How the law would change

Congress is weighing the following changes to the USA patriot act, Parts of which are up for reauthorization.

• Makes permanent 14 of the 16 expiring provisions.

• Permanently allows intelligence gathered under the Foreign Intelligence Surveillance Act (FISA) to be used as evidence in a criminal prosecution.

• Establishes a judicial review before investigators can seize a company's business records (Section 215).
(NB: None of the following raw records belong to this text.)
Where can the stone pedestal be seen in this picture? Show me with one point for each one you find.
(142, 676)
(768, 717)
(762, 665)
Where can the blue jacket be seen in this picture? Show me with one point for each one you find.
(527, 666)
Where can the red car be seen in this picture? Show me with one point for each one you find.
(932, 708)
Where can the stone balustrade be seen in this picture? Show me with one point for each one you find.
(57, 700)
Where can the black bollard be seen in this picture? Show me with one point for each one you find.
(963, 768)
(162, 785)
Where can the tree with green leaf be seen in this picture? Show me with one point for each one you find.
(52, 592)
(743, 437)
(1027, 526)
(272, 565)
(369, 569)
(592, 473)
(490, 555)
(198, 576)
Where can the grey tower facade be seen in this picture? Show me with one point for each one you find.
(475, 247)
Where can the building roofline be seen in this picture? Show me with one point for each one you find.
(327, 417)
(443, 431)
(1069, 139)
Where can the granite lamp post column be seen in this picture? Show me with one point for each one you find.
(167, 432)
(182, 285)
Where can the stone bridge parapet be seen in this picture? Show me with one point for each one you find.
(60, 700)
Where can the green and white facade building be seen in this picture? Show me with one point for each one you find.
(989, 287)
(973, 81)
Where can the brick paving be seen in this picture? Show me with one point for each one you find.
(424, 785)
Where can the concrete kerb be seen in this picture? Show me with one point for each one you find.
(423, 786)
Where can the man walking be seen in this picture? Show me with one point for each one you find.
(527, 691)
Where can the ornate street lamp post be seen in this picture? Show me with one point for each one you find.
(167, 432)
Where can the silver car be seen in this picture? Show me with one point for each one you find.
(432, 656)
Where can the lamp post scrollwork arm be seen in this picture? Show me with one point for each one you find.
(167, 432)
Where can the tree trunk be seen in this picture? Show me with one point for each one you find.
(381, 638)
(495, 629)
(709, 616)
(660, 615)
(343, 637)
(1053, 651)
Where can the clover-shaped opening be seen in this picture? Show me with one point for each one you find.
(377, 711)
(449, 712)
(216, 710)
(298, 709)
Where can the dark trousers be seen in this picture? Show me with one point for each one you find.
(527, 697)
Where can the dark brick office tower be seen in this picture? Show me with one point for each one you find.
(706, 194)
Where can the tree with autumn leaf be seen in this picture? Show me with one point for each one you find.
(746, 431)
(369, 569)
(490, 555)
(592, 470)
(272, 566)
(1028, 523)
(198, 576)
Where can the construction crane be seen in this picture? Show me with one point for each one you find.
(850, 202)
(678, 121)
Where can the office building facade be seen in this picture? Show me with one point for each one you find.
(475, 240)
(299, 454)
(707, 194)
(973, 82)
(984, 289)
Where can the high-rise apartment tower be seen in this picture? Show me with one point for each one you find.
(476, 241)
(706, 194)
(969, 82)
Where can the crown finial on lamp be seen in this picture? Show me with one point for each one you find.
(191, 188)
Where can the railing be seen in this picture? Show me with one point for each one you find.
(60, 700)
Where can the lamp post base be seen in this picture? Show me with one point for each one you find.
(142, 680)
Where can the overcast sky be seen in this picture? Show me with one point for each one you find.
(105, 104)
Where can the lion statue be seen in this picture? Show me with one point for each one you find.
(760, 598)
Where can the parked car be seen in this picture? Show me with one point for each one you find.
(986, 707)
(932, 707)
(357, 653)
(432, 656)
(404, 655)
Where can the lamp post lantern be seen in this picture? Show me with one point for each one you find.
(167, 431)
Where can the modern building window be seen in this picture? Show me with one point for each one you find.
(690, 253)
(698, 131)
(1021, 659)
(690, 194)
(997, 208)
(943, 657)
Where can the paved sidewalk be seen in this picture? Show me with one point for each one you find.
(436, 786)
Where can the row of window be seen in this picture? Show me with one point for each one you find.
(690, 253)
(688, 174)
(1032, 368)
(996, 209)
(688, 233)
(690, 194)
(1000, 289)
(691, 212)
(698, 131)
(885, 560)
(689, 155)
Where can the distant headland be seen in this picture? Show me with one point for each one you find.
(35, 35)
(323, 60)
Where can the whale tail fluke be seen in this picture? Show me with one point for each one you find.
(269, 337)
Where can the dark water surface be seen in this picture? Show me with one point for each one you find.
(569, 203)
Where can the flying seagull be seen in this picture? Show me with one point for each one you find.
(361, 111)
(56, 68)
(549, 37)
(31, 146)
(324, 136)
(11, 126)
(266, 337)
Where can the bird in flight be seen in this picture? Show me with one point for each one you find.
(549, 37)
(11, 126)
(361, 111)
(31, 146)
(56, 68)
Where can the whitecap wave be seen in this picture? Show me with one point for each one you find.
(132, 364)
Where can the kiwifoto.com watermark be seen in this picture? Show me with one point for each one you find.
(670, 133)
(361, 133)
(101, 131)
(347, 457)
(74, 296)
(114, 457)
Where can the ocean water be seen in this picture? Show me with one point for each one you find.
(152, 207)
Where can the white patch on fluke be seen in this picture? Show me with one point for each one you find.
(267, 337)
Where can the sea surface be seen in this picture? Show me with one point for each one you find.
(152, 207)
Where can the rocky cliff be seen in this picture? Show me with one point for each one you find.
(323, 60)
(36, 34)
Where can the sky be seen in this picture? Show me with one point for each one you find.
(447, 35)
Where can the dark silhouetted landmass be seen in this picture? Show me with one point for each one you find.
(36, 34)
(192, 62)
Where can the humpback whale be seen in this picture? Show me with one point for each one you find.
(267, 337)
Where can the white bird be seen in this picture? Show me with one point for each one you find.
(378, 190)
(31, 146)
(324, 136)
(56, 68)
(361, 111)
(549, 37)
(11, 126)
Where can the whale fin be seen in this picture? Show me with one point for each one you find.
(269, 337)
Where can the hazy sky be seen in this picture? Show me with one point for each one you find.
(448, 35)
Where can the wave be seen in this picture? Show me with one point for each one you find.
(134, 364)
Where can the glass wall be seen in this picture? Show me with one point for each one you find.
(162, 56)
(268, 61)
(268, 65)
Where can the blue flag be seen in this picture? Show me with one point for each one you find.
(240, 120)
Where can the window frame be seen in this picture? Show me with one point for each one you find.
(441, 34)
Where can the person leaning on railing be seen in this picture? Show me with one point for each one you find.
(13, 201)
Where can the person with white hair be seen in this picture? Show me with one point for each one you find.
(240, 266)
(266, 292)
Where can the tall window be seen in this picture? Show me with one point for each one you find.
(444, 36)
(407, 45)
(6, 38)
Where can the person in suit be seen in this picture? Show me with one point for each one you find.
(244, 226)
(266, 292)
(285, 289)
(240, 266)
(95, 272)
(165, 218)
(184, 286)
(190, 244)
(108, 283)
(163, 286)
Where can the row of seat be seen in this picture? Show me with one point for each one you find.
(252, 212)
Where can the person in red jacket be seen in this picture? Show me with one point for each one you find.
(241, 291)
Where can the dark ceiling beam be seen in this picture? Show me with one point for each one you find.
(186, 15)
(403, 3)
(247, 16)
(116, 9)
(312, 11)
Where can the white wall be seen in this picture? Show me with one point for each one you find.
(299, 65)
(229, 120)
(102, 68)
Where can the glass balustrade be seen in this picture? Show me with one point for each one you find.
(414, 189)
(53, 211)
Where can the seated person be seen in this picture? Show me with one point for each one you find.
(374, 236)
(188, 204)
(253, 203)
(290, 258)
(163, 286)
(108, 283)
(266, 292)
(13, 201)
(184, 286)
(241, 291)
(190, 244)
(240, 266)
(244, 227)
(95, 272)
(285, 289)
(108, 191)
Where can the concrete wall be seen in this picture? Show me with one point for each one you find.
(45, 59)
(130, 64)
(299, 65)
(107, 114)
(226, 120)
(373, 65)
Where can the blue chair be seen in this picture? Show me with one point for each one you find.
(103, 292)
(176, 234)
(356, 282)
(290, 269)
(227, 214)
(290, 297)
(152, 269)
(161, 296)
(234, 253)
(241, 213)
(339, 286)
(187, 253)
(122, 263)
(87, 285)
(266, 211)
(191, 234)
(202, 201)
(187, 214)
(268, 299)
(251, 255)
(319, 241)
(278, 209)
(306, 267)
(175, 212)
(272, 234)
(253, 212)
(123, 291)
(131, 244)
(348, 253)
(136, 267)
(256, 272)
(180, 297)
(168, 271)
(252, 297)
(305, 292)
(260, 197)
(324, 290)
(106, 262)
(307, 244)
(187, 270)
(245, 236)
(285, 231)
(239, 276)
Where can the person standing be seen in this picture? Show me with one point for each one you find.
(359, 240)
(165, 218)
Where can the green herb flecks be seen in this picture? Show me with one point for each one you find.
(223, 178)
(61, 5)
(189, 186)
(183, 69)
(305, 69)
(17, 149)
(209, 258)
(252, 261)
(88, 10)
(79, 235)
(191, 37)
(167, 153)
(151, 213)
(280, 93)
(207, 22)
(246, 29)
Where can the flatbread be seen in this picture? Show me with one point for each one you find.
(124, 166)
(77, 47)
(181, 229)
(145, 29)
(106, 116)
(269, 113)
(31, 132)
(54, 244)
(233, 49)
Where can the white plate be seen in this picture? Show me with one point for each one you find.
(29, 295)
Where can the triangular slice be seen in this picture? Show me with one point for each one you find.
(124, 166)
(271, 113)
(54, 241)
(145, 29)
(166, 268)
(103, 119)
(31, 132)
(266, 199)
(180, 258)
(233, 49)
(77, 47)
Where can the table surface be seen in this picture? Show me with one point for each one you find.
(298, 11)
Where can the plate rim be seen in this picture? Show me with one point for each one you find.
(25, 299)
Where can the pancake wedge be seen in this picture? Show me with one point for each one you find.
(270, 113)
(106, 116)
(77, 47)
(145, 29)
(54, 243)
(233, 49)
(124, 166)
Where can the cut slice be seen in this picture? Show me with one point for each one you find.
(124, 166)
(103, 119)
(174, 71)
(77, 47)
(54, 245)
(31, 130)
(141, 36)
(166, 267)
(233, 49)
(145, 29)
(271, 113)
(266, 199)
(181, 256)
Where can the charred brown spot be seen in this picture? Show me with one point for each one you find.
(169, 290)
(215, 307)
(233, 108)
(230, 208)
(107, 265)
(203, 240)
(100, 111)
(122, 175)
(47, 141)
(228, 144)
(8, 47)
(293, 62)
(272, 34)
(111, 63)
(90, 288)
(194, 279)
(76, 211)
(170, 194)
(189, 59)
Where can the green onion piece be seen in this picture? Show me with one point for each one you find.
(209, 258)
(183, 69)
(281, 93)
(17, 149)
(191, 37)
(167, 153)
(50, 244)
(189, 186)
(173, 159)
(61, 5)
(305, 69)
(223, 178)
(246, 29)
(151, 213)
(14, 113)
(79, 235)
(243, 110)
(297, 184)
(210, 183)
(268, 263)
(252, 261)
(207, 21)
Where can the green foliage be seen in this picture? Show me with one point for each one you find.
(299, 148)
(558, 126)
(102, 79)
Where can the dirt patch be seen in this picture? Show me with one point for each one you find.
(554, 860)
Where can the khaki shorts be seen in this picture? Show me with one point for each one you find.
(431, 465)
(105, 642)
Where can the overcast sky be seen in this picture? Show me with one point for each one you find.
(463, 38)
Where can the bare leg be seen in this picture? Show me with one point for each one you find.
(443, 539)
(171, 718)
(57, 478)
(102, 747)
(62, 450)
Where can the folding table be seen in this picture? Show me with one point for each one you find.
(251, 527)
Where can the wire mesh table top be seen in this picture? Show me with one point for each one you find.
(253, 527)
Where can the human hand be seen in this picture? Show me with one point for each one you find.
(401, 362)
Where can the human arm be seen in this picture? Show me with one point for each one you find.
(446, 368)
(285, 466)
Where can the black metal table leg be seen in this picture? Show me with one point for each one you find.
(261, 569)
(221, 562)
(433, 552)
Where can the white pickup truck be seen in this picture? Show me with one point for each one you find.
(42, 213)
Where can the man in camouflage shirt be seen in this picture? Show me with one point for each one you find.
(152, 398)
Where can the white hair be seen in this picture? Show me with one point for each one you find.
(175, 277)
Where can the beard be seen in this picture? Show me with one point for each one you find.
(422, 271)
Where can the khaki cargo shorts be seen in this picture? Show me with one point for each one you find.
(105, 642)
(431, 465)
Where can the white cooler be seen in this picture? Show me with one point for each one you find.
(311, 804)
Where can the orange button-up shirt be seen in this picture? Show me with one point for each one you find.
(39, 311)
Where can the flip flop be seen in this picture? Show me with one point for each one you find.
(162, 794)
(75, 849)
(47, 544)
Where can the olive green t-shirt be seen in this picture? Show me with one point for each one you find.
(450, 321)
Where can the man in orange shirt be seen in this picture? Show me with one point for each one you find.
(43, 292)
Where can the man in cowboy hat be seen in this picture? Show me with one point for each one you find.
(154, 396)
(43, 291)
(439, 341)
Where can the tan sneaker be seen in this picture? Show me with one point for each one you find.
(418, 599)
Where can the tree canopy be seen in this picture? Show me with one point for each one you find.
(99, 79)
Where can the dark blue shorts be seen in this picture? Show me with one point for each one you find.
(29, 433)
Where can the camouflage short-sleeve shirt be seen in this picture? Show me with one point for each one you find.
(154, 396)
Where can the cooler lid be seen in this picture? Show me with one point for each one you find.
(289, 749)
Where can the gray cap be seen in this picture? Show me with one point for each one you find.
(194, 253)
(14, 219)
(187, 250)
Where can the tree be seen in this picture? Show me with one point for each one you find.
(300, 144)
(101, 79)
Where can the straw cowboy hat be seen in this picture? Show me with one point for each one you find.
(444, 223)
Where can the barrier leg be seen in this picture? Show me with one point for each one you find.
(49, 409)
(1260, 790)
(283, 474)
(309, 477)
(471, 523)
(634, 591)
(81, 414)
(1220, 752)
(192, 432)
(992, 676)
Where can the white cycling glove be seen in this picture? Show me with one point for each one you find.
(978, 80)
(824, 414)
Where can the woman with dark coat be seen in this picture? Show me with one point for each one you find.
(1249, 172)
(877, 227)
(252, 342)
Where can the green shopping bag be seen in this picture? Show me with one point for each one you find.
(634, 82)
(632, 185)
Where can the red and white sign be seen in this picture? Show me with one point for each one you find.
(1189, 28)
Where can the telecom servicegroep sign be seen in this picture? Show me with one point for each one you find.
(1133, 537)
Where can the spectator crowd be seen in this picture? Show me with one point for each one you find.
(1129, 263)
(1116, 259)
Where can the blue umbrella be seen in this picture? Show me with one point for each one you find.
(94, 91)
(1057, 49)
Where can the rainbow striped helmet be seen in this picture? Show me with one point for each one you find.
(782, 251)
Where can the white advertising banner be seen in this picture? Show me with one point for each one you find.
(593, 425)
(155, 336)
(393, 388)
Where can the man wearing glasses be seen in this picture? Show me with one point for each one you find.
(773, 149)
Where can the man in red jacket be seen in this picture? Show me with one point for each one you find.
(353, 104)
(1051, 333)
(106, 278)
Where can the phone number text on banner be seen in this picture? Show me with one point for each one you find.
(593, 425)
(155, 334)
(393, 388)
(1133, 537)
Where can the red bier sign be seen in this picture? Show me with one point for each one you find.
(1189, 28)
The review is to determine whether the records are relevant to a terrorist probe.

• Limits the use of roving wiretaps (Section 206) to cases in which officials show that a target may thwart surveillance.

• Establishes a judicial review of "national security letters" - FBI letters ordering public and private entities to turn over records and other data about any American. Requires reports to Congress on how often the letters are used.

• Extends the duration of FISA surveillance of non-US persons.

• Requires that people subjected to a "sneak and peek" warrant - in which their property has been searched without their knowledge - be notified within 30 days of the search, unless the case justifies a longer wait. Current law imposes no time limits for notification.

• Places a four-year sunset on Sections 206 and 215.